Not My Baby…

Emma’s first birthday is next week. Next. Week. It’s definitely bittersweet not just because my baby will no longer be a baby, but because we will not have known her for 365 days. I can remember what I was doing last year on her birthday (mostly because we replayed the previous week and how quickly our lives changed) despite not knowing Emma even existed. It wasn’t a particularly joyful day.

We didn’t see Emma when she took her first breath or hear her first cry. We wouldn’t hold her until she was 5 days old. We wouldn’t know Emma had a sugar bug on her nose. Or that her eyes were the wildest color we’d ever seen or that she was a champ at eating. We wouldn’t know how strong a newborn baby could be and how much they can persevere.

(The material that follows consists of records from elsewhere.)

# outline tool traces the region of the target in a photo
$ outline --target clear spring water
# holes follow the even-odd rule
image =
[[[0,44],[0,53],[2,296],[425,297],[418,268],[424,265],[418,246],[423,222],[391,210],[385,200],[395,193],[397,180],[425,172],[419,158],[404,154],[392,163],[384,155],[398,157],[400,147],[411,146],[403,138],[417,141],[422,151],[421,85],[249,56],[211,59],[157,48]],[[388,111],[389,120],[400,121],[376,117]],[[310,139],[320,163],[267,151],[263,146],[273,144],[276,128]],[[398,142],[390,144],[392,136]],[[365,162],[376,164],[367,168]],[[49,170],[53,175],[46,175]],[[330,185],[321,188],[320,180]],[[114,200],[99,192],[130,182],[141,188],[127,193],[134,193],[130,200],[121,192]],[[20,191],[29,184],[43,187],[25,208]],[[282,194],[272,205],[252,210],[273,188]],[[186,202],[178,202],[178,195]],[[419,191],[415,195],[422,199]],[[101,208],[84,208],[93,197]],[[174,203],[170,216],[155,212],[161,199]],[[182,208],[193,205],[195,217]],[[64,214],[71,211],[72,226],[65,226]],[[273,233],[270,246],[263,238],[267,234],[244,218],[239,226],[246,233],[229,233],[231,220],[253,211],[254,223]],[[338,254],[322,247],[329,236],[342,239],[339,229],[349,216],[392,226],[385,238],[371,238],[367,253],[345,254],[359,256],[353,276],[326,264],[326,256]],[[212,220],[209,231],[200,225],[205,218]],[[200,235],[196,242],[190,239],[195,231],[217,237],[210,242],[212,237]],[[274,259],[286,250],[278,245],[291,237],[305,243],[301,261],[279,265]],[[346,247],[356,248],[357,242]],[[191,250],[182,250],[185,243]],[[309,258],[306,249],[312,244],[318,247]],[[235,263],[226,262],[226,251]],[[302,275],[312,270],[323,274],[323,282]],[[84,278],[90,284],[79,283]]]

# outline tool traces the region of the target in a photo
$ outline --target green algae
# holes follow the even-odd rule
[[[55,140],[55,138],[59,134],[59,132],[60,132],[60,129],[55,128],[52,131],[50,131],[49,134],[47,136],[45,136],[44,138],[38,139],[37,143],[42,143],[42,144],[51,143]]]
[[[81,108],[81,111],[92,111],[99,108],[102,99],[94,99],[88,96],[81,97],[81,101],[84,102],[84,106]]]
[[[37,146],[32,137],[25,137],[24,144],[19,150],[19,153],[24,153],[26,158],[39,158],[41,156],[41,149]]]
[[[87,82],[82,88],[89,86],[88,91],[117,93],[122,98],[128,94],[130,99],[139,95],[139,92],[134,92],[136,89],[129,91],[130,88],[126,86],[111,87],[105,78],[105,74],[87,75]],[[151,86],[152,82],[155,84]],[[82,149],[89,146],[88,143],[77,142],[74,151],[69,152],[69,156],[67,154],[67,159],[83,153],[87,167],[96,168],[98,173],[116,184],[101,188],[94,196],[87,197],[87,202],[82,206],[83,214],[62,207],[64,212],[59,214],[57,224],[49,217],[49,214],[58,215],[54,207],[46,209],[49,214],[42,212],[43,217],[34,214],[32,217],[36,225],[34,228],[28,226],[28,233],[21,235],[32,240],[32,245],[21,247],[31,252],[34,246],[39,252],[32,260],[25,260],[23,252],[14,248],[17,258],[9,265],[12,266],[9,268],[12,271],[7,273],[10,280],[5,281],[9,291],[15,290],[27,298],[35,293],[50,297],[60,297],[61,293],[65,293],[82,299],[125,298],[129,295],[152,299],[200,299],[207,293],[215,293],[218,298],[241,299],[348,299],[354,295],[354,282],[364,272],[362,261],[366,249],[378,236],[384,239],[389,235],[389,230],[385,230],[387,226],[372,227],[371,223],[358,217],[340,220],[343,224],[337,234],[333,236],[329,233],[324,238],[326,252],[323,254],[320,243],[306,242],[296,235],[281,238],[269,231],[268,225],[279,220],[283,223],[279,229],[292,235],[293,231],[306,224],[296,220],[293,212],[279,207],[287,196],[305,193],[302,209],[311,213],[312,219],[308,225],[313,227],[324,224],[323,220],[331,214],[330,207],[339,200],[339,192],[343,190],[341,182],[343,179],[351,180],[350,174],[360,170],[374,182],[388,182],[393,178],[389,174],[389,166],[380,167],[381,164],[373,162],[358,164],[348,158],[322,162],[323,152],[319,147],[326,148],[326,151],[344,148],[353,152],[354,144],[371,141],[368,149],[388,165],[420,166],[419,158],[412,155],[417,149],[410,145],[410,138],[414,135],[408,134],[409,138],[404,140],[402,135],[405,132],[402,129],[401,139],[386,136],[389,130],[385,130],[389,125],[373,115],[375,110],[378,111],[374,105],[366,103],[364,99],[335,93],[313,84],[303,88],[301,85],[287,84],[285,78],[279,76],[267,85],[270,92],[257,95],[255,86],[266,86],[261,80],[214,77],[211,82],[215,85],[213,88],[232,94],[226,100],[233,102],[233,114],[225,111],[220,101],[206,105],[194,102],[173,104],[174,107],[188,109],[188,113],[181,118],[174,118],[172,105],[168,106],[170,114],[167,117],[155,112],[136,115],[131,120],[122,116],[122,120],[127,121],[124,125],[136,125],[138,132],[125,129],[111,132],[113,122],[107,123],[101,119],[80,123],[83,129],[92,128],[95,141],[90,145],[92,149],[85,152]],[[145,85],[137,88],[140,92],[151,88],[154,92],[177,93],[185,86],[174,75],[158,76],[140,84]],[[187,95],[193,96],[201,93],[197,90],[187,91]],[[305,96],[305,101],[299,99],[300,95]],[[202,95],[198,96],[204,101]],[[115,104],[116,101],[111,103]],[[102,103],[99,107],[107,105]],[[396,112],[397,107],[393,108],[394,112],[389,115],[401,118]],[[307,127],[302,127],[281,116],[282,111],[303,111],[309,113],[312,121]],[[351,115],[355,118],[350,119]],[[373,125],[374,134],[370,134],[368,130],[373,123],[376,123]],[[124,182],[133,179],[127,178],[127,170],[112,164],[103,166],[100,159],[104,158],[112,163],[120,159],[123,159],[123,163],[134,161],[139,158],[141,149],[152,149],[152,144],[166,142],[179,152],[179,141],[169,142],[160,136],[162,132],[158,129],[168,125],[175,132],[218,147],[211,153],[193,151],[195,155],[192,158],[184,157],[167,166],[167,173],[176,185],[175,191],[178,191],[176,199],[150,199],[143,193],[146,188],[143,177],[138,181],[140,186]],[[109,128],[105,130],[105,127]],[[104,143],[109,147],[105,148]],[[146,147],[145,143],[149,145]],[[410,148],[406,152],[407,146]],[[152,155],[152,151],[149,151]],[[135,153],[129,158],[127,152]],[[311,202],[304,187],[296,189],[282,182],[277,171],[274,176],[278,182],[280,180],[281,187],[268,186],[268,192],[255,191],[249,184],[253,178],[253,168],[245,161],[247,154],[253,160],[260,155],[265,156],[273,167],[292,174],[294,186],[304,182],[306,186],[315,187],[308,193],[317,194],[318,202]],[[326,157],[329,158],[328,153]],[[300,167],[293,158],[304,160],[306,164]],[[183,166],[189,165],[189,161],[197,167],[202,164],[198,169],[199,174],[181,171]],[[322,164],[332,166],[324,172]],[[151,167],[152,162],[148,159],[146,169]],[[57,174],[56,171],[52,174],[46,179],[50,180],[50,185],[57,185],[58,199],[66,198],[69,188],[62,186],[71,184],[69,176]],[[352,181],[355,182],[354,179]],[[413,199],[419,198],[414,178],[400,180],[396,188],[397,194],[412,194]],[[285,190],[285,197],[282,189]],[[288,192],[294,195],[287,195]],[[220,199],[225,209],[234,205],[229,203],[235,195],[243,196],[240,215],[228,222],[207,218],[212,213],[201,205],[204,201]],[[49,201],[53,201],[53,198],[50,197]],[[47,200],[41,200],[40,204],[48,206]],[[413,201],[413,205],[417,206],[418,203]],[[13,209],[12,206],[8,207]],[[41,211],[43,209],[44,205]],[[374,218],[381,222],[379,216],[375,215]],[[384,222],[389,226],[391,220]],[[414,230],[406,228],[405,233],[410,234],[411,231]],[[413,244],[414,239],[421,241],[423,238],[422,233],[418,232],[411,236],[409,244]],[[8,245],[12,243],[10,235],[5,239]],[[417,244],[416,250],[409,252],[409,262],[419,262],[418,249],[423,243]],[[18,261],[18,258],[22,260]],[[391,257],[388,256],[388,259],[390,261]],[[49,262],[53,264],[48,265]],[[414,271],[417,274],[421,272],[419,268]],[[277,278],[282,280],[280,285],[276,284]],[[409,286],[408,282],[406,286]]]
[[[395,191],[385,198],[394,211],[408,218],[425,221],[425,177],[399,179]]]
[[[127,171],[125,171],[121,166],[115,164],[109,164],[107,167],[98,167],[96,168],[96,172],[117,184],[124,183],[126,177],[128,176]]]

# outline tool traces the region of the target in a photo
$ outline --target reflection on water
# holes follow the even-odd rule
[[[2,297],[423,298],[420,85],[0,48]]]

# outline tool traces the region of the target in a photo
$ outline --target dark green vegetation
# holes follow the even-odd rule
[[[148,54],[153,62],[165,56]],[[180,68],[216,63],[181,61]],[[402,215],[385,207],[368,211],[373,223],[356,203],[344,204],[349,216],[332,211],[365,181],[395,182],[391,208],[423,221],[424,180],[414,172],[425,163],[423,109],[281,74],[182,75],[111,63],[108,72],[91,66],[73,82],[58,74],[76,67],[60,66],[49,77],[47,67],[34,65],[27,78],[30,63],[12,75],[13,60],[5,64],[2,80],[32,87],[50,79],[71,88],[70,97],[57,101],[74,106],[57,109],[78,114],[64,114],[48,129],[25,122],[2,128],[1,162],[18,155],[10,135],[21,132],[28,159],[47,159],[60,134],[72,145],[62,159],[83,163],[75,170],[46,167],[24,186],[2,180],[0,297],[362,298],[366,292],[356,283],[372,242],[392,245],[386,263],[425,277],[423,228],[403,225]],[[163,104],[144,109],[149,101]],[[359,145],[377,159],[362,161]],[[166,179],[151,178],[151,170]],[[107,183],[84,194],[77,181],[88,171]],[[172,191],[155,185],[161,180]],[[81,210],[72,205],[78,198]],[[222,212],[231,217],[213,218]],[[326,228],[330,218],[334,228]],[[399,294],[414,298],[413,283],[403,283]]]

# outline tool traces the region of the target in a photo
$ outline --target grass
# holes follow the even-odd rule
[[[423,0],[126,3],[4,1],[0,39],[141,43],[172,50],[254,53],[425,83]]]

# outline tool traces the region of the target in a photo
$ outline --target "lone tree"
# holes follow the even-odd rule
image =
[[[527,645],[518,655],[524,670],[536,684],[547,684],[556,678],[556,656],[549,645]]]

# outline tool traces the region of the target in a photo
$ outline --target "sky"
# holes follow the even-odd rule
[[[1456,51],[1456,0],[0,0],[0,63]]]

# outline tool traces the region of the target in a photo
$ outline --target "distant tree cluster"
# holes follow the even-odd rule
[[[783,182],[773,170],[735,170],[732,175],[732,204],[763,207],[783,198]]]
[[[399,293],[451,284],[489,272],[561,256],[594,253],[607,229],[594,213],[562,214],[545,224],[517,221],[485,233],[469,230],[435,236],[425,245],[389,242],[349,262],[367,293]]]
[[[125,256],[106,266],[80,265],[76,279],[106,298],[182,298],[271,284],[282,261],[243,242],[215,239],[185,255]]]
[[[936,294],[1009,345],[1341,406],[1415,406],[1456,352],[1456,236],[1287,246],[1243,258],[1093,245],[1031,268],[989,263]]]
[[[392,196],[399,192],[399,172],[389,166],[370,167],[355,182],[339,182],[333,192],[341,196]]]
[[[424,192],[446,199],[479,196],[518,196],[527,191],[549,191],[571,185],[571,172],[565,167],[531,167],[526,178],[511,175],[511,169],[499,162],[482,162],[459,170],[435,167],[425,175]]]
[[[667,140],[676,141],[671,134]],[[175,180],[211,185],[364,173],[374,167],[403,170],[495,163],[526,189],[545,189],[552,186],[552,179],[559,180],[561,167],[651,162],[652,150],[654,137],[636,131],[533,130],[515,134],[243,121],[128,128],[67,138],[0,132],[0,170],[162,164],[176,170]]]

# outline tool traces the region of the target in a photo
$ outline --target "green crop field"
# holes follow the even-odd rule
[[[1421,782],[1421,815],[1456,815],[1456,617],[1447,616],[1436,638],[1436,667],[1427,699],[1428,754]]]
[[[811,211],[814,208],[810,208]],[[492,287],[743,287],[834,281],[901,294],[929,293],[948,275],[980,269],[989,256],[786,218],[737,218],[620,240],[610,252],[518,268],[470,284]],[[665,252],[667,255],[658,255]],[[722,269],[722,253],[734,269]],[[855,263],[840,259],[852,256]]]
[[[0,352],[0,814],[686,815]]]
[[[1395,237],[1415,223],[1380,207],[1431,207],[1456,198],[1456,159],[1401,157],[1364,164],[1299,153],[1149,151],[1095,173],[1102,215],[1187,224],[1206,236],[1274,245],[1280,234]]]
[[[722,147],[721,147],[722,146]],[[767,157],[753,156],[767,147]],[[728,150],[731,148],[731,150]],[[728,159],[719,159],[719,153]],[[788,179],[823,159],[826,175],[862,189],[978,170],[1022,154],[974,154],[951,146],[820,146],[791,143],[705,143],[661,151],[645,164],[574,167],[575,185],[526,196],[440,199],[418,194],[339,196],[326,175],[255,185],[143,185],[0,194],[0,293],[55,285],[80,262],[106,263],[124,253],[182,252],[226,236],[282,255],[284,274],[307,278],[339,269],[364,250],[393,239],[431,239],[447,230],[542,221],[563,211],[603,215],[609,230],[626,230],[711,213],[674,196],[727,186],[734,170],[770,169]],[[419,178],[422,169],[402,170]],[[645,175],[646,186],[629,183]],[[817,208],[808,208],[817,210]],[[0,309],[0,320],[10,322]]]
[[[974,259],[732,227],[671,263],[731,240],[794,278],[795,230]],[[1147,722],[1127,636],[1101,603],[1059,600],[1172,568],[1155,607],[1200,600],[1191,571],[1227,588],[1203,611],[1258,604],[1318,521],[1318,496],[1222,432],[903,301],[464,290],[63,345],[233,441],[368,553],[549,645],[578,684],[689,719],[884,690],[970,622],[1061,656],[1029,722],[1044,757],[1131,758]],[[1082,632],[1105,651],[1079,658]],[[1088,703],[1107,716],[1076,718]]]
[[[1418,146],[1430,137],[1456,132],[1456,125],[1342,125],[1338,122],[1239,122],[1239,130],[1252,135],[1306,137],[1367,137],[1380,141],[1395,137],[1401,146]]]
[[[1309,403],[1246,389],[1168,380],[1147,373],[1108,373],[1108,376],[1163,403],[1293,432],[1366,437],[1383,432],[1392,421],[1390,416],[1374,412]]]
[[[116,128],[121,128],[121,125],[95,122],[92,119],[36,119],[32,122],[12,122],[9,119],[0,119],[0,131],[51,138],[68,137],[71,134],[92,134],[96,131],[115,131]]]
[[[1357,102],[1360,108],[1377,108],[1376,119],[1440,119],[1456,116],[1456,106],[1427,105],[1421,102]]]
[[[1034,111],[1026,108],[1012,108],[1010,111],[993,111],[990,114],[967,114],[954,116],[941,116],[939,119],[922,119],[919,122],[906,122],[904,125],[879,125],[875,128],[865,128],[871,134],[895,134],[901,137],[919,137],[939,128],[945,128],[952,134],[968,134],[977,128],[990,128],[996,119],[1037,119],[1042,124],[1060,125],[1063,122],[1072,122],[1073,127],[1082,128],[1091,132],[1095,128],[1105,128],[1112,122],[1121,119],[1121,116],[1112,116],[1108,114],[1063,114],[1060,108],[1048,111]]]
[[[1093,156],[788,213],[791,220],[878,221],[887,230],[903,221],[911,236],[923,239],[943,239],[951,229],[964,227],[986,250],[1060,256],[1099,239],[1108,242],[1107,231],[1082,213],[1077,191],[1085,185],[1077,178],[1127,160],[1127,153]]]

There are no pictures of her first 4 days of life and no real memories for us to share with her as she grows. As we approach Emma’s birthday, I’ve given a lot of thought to our experiences and Emma’s story. Her life story which encompasses her birth family, our family, and her own unique experiences. I wonder if Emma will miss those 4 days worth of pictures and memories. Will she even notice? Will she ask us about her birth? Will we be able to answer all of her questions? It’s Chris and my job to navigate those questions, if they come. I suspect if they don’t, similar questions will. And, we won’t have all the answers. That’s the simple truth.

We may have all the stories to share with our future children or we may have even less for them depending on how our “recipe” grows. I hope all of our children will accept their different stories and appreciate them.

Motherhood doesn’t always look the way us waiting mamas envision. As I hear it, the same is true no matter how you become a mother. Birth plans and breastfeeding are common issues. It can be hard to let go of the things we can’t control.

Despite the sadness I have about the things we don’t have for us and Emma. I’m grateful that we will have spent the 360 days together. That we were chosen to see her first laugh, crawl, and step even though we didn’t change her first diaper or give her her first bath. We get to experience most of the firsts. And I wouldn’t trade them for anything. Not even her first breath.